Currently, the mechanisms of cellular immunity which are generated in animals that are infected with PCV2 and that either develop or do not develop PMWS are largely unknown. However, it is known that pigs affected by PMWS suffer noticeable changes to immune system cell subpopulations and cytokine imbalance (Fig. 2). It has been suggested that the persistence of the virus in dendritic cells could provoke an alteration to the competence of the immune system because the capability of these cells to recognise the “danger signs” of the pathogens is compromised. In other words, PCV2 would harm the maturing factor of the dendritic cells, thus stopping the development of immune responses that are efficient against other pathogens and probably also against PCV2 itself. The knowledge about the possible effect of vaccination against PCV2 on the cellular immune response is currently minimal. However, preliminary data on PCV2 vaccination in sows indicate that in the colostrum there exists a transfer of antigen-specific leukocytes against the virus. It is probable that in the near future there will be important scientific information on the immune response to PCV2 in vaccinated pigs compared to non-vaccinated pigs.

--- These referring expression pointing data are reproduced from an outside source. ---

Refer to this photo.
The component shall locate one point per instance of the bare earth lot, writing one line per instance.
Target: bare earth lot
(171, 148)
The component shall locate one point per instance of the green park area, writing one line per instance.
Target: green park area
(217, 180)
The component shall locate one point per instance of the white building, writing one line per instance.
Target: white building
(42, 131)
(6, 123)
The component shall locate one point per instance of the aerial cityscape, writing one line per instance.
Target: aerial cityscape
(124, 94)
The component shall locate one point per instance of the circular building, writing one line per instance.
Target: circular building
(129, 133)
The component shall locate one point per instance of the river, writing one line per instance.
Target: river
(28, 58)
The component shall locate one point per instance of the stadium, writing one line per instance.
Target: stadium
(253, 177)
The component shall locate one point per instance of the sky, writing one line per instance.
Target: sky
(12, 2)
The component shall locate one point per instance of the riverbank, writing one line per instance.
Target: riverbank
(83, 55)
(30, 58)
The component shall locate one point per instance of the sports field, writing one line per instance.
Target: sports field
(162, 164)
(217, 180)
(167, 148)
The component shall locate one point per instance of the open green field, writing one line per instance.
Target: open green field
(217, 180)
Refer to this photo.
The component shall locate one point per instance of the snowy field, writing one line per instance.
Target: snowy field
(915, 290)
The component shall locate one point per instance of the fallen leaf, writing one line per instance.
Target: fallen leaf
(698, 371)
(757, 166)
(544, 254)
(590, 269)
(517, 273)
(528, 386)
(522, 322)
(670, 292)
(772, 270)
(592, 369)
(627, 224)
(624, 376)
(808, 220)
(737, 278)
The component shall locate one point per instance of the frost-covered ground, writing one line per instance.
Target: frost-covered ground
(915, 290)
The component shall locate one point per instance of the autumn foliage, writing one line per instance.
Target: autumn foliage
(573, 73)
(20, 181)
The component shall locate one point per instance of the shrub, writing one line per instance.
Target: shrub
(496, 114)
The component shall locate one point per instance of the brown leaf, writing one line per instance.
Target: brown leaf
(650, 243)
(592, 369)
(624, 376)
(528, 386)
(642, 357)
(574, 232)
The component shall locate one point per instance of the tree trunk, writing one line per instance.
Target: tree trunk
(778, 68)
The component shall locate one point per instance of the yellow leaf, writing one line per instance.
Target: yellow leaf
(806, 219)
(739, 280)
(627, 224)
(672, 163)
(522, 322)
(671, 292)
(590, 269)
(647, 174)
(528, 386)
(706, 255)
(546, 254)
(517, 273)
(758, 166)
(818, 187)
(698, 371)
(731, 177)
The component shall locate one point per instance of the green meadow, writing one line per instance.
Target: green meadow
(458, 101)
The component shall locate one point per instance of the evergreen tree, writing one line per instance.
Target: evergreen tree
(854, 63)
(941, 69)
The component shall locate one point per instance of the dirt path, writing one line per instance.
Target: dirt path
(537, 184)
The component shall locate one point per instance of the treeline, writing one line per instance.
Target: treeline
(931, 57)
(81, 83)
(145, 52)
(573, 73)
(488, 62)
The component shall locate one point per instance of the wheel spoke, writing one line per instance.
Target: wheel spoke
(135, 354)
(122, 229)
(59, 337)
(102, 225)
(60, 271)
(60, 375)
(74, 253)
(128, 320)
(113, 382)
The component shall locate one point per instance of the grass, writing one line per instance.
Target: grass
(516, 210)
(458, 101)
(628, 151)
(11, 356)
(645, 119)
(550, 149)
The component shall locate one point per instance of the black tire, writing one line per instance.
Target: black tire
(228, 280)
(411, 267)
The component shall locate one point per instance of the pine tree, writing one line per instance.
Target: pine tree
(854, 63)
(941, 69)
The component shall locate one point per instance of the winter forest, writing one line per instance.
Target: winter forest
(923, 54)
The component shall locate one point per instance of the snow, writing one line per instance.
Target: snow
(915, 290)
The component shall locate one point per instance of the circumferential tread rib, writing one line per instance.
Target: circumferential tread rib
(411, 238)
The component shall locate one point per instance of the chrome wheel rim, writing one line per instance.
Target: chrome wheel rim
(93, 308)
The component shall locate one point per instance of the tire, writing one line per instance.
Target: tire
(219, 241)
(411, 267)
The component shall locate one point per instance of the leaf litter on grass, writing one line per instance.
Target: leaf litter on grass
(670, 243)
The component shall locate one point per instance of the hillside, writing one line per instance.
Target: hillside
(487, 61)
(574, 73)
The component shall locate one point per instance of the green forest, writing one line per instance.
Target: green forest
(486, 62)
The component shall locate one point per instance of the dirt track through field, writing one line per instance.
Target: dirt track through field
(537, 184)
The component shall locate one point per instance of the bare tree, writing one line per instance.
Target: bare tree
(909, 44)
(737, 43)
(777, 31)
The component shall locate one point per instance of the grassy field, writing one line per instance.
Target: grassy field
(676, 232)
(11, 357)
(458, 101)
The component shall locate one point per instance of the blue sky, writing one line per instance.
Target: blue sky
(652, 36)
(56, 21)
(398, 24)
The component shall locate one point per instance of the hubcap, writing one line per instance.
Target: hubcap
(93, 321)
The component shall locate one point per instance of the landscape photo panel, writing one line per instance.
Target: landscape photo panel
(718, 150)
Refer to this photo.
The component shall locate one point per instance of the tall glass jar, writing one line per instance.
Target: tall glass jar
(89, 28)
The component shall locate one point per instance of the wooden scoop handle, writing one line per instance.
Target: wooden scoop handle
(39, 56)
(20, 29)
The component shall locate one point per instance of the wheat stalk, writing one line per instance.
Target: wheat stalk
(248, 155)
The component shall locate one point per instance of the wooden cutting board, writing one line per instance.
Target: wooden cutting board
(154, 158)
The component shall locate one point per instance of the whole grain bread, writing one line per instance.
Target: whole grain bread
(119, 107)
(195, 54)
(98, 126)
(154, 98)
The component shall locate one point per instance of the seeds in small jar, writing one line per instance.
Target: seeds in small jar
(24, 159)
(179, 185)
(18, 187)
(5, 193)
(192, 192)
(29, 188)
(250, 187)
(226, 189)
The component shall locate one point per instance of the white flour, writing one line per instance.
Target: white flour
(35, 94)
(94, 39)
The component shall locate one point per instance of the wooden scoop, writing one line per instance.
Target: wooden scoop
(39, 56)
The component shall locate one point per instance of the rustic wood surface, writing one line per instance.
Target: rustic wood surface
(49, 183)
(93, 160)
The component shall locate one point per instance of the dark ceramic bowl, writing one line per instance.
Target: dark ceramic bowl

Figure 2. Picture-summary of the alterations of the cellular subpopulations in blood, thymus and secondary lymphoid organs (tonsils, lymph/lymphatic nodes and spleen) which occur in cases of porcine circovirosis.
Therefore, based on the available results of humoral and cellular immunity, it is logical to think that animals affected by PMWS will present acquired immunodeficiency syndrome. However, in this immunity context the “multifactorial” principle which characterizes this disease should not be forgotten. On one side there are factors that are directly associated to immune system itself, but other matters should not be forgotten such as the genetics of the guest and the interaction with other triggering factors (whose mechanisms are also unknown). All of these are aspects which certainly modulate the immune response of pigs infected with PCV2, whether it is by porcine circovirus or by subclinical infection.